Over the next six months we recorded eleven amazing kirtan divas. Talented singers from New York and London, Sydney, San Francisco and Vrindavan lent their beautiful voices to our project.
Here in Los Angeles, Dave assembled a band of virtuoso musicians, many of whom had successful kirtan careers of their own, and we laid down tracks drawing musical inspiration from both worlds — New and Old. By January the album was edited, mixed and mastered, and by March it was ready for print.
Nowadays, when I sit in kirtan on Tuesdays and close my eyes, I am peaceful and excited. Excited to share this musical piece of my home with the world, eager to spread our dream of helping fund education, elated to have worked with so many wonderful artists to make music that was authentic and accessible.
And when I sit at my desk, and prepare to type regular things into my regular computer, I pause to plug in my headphones, and grin. Because with kirtan in my ears I am both at work and at home.
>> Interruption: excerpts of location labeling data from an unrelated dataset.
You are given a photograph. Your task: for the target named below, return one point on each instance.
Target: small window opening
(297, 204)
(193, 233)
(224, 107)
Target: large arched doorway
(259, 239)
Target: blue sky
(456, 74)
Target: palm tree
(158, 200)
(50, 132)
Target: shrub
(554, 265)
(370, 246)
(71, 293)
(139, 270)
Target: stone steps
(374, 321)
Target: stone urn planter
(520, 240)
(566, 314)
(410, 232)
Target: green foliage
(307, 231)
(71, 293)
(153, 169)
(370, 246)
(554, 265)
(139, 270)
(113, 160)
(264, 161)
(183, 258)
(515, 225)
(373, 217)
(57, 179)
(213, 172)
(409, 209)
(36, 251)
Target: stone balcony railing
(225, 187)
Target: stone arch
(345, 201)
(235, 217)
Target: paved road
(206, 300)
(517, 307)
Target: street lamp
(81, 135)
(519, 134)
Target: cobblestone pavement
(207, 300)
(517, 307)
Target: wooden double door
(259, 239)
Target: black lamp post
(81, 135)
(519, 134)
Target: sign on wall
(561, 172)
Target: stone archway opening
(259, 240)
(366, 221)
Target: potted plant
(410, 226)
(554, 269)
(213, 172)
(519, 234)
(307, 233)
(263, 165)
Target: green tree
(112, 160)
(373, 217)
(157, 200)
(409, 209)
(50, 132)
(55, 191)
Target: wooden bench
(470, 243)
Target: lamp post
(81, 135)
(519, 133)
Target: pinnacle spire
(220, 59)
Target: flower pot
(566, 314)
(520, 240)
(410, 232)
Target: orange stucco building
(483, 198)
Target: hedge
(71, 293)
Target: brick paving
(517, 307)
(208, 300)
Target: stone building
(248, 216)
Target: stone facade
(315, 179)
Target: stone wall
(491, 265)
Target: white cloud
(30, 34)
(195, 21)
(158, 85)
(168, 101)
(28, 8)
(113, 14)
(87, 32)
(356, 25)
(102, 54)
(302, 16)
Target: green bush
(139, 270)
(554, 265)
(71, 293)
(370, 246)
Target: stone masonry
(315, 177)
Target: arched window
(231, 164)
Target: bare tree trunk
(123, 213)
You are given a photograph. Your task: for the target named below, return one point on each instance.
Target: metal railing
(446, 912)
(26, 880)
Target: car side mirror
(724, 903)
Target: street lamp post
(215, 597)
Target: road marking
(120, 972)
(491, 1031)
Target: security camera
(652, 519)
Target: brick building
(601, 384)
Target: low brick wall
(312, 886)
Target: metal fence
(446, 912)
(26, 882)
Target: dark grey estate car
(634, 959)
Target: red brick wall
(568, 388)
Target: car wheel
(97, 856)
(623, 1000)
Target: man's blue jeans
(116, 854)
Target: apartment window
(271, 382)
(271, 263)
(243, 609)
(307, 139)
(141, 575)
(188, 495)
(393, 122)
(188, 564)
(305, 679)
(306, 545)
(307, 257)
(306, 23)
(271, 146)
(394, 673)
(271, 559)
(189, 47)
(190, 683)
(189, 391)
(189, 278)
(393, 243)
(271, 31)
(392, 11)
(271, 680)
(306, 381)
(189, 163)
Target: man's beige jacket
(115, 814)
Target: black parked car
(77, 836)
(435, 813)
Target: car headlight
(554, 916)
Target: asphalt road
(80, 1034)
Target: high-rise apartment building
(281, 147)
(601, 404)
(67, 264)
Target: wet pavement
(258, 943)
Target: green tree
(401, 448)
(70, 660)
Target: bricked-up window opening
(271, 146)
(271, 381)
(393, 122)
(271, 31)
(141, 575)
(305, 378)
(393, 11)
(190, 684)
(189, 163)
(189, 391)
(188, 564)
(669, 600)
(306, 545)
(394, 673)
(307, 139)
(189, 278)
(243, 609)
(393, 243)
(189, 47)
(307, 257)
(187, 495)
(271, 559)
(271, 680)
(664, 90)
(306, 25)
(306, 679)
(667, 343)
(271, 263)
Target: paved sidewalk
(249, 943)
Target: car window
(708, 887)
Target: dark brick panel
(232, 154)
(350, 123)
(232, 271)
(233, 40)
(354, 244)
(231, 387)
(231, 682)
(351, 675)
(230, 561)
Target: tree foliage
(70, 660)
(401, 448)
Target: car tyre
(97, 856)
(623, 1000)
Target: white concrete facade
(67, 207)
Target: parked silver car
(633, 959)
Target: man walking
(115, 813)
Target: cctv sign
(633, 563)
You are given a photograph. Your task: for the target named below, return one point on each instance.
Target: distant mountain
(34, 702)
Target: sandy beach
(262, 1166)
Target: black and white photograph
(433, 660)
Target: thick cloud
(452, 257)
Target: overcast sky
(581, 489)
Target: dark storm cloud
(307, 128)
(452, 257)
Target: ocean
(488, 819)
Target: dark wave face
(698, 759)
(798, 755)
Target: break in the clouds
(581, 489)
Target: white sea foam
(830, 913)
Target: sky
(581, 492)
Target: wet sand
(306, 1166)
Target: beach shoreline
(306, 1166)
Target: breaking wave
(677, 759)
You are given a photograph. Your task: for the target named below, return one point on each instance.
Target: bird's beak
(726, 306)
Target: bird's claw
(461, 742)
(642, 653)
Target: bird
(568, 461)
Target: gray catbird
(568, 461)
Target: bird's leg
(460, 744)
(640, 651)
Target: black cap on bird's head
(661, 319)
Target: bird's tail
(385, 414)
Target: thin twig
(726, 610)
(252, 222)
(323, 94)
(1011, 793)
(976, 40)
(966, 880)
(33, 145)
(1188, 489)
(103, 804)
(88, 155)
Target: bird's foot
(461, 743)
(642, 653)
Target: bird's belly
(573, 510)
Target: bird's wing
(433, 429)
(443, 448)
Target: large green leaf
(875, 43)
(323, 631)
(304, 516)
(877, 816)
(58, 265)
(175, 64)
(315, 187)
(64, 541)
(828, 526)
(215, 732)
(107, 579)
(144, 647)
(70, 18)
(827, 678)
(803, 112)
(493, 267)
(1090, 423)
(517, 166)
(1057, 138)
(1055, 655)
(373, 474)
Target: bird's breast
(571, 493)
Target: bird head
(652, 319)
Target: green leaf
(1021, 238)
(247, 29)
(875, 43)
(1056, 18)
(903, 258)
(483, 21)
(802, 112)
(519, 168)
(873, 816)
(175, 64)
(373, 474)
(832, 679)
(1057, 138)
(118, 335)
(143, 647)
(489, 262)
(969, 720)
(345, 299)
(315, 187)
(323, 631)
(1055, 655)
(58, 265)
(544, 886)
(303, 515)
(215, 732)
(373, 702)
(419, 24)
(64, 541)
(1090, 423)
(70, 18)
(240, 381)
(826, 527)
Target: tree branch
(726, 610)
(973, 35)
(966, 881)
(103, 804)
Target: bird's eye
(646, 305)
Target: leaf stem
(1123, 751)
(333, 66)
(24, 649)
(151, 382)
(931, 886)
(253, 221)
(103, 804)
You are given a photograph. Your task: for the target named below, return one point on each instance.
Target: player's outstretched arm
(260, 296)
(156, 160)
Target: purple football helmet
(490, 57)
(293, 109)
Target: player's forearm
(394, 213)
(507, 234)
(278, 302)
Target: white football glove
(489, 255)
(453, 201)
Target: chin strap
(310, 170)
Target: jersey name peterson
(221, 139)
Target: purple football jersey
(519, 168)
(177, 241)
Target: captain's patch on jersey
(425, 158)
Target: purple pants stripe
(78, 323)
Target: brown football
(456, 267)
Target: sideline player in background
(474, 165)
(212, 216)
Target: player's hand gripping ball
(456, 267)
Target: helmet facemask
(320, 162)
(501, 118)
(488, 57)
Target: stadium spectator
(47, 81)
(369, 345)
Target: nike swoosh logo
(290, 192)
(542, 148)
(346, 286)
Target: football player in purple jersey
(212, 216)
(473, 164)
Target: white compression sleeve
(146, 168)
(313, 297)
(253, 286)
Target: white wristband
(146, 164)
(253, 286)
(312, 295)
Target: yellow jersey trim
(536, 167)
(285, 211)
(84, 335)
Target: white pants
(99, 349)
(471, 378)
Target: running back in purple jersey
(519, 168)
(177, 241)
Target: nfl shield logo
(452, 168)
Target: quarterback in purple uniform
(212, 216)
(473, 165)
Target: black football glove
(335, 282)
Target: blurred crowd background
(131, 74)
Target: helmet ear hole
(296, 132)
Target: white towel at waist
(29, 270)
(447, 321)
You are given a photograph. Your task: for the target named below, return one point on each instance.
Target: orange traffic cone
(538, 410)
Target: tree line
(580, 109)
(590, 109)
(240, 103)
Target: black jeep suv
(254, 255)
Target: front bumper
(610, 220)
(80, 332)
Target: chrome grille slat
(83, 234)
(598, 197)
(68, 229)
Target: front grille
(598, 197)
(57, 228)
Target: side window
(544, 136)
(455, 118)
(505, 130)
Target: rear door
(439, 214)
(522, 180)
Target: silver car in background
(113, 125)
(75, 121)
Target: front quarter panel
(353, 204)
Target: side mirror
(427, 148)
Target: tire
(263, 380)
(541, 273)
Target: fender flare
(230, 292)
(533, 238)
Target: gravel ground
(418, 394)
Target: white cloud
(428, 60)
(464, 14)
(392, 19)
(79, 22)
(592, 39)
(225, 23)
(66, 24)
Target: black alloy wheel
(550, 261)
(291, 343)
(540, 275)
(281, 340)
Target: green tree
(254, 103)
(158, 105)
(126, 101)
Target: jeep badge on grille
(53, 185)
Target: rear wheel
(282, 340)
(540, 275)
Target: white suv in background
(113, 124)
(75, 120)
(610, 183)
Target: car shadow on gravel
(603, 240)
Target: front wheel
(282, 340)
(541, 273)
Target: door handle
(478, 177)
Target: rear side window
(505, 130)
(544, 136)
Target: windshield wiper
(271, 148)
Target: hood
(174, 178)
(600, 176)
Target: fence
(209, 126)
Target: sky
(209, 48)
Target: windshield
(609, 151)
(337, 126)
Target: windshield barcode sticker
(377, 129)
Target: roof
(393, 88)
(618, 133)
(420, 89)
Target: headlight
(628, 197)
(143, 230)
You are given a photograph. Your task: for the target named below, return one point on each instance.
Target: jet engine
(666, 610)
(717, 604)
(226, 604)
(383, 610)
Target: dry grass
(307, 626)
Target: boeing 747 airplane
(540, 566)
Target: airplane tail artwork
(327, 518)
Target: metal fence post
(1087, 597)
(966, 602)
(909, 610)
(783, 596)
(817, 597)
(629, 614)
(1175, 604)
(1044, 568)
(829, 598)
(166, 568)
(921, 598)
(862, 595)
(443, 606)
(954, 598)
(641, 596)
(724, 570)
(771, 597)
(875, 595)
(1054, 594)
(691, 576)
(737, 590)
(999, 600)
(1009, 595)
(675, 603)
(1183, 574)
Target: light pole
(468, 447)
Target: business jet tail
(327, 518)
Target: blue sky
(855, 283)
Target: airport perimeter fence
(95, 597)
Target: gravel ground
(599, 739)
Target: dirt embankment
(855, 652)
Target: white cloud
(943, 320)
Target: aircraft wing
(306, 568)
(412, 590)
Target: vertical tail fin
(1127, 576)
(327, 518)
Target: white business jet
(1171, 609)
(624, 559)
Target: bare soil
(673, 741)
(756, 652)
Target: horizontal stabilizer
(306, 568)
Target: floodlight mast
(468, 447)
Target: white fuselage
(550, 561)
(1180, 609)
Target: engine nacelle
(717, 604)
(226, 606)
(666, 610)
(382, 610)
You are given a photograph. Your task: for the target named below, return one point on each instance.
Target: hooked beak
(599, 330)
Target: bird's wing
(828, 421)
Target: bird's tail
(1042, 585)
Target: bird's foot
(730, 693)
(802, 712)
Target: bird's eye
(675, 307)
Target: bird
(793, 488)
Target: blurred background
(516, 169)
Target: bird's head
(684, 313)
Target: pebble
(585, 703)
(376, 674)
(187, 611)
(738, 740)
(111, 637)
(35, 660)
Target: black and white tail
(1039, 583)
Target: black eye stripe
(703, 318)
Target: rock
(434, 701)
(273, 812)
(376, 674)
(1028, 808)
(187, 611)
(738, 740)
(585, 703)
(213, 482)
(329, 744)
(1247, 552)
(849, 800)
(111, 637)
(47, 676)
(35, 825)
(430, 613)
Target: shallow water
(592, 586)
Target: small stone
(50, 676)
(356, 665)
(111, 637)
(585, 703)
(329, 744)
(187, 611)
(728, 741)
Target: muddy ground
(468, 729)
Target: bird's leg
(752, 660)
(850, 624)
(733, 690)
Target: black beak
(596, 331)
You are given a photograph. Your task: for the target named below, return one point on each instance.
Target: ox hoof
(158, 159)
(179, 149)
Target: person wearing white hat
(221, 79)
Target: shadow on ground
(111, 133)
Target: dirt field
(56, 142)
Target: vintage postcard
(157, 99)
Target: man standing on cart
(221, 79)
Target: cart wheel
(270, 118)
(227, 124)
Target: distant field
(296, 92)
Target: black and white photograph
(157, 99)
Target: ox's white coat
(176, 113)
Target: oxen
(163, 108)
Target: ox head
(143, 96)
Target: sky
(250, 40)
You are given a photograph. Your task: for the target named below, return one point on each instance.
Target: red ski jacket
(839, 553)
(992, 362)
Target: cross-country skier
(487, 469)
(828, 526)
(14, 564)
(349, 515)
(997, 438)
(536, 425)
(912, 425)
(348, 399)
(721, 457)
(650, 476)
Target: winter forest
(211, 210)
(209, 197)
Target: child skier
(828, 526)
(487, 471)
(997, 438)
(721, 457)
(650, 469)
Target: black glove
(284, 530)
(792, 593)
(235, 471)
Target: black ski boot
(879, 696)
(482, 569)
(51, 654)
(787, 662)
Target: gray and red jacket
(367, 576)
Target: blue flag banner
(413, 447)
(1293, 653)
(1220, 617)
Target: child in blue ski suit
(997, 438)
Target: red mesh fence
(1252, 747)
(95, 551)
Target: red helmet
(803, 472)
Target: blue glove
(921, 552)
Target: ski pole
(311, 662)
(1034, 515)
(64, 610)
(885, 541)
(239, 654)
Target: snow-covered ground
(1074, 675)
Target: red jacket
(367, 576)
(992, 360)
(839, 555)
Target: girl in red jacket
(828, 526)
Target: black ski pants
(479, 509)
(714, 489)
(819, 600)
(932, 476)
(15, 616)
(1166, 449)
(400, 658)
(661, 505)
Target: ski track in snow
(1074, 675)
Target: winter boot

I hope that this humble offering inspires kirtan aficionados and newcomers alike. Currently available for pre-order on iTunes, the record will be released on May 12th, 2015.
More info is available on the Kirtan Shakti website.
Preview the Kirtan Shakti: Bhakti without Borders Album here.
Kirtan Shakti: Promo Without Borders
About Madi Das:
Born in Germany to an American mother and Dutch father, Madi Das grew up in the Vaishnava tradition of Bhakti Yoga. At age seven he went to boarding school in India where he spent eight years learning kirtans and bhajans, becoming fluent in Hindi, and making lifelong friends.
He subsequently lived in Ireland, where he was exposed to traditional Celtic music. Film school brought him to the USA, where he currently works as an entertainment executive in Hollywood.
His life experience embodies a world of music traditions, and he is at home in both the devotional world of ashrams and the promotional world of film studios. Bhakti Without Borders is his debut album.